Comme le note l’ISS, l’AUSSOM sera déployée dans un environnement géopolitique transformé, lié aux tensions entre la Somalie et l’Éthiopie concernant le protocole d’accord signé en janvier 2024 par Addis-Abeba pour gagner accès à un port du Somaliland.
« Bien que la mission puisse aider à renouveler le soutien continental et international au contre-terrorisme en Somalie, il sera essentiel de la protéger contre les tensions régionales », selon un rapport des chercheurs de l’ISS.

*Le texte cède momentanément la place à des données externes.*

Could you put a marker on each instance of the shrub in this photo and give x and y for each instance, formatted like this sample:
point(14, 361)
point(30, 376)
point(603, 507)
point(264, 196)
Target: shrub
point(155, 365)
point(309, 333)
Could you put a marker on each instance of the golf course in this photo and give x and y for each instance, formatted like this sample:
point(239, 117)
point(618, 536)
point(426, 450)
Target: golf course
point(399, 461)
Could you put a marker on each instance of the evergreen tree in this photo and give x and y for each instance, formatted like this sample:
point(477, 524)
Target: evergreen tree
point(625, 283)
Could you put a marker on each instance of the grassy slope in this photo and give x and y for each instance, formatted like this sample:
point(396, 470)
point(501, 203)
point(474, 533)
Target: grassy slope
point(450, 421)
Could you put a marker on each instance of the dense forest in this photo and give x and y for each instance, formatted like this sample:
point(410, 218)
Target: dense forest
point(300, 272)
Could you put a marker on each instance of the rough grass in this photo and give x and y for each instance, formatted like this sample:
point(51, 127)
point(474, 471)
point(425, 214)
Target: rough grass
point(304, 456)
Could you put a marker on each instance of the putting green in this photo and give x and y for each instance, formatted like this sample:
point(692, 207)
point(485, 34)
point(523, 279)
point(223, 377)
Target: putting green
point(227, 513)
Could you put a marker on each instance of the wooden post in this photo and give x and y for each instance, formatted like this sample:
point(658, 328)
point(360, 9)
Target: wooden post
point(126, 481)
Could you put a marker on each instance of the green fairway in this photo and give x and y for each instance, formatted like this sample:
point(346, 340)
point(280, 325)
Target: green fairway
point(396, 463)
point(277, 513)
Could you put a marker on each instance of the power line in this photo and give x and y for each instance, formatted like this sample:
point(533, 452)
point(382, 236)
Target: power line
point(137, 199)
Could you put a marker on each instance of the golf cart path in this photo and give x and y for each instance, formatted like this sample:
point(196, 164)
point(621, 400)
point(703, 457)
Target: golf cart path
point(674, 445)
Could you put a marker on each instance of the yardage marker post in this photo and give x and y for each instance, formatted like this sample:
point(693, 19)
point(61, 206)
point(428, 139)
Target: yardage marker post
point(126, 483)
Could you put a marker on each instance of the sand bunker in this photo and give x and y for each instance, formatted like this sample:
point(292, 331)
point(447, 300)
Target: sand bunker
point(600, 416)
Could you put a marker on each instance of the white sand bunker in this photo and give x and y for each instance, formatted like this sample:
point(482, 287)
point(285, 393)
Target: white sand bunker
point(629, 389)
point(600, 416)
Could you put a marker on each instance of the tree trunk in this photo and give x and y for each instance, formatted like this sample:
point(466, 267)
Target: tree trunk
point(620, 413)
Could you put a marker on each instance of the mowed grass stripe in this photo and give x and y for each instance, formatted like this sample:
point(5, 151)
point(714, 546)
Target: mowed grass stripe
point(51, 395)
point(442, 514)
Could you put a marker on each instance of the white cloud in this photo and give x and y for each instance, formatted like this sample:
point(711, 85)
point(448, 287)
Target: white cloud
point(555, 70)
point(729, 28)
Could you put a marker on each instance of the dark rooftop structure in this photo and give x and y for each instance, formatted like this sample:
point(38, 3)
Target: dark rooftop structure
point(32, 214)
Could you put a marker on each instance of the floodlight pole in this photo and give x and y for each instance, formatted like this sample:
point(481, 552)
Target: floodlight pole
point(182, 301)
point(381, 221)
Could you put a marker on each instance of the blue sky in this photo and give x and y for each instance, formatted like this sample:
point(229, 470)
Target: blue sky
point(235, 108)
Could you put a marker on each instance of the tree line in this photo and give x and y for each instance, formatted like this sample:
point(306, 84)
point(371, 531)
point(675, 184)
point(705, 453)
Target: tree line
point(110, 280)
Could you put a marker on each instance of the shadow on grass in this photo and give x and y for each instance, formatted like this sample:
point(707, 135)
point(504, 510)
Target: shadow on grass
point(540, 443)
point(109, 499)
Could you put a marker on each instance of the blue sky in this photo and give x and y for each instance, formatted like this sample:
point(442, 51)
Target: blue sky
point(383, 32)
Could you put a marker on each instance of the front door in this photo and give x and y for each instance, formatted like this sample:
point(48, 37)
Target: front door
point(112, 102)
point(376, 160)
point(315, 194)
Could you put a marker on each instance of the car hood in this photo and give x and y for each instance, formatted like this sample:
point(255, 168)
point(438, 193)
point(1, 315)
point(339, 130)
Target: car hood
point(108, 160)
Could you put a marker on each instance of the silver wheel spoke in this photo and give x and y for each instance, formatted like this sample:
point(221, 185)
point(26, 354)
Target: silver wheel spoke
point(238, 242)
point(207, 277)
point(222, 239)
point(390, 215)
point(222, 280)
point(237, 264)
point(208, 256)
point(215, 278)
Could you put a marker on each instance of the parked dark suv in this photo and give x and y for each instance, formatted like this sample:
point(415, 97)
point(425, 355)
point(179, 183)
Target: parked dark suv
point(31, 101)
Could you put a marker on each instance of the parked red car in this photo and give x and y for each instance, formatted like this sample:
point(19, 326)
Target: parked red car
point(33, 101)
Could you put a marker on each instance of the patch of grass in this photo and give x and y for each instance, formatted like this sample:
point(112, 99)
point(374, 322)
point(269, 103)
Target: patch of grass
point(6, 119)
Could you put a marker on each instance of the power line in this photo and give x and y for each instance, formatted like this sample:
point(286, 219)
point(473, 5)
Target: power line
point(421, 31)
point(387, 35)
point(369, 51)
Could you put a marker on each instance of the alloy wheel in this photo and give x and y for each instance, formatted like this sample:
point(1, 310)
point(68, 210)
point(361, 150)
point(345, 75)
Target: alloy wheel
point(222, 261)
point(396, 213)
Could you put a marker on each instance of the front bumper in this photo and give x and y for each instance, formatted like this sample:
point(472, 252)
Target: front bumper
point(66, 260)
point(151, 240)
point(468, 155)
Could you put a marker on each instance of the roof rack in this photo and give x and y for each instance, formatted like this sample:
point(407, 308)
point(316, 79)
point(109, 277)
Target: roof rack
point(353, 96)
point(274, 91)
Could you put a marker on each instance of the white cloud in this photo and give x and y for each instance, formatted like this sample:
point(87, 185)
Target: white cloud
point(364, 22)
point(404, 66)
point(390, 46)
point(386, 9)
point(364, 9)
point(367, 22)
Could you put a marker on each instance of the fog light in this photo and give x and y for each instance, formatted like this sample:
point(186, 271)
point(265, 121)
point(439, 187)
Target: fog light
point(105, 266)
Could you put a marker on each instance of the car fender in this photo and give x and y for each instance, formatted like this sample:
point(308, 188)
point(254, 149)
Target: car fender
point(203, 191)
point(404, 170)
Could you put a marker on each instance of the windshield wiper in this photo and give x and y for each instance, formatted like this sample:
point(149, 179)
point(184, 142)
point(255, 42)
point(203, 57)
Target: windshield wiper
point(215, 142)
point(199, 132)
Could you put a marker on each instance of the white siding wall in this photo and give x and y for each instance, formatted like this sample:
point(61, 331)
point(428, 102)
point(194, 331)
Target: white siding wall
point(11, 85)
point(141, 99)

Abdulkadir Mohamed Nur, ministre de la Défense de Somalie, a déclaré à Voice of America (VOA) à la mi-novembre que l’Éthiopie ne ferait pas partie du déploiement de l’AUSSOM. Toutefois, un officiel de haut rang du gouvernement somalien a déclaré à VOA à la mi-décembre que le gouvernement de Somalie était « disposé » à un rôle potentiel pour les soldats éthiopiens.
Cette prise de position n’a pas duré longtemps.
Le 23 décembre, la Somalie a accusé les soldats éthiopiens d’avoir attaqué ses forces dans la ville frontière de Doolow, dans l’État somalien du Jubaland. Quatre jours plus tard, les représentants somaliens ont dit au Conseil de sécurité de l’ONU que les soldats éthiopiens ne seraient pas déployés avec l’AUSSOM.
Le gouvernement de Somalie n’a pas divulgué la liste des pays qui participeraient à la mission, mais le journal éthiopien The Reporter suggère que les pays suivants y participeront : Burundi, Djibouti, Kenya et Ouganda. On s’attend à ce que l’Ouganda envoie plus de la moitié des 11.000 soldats.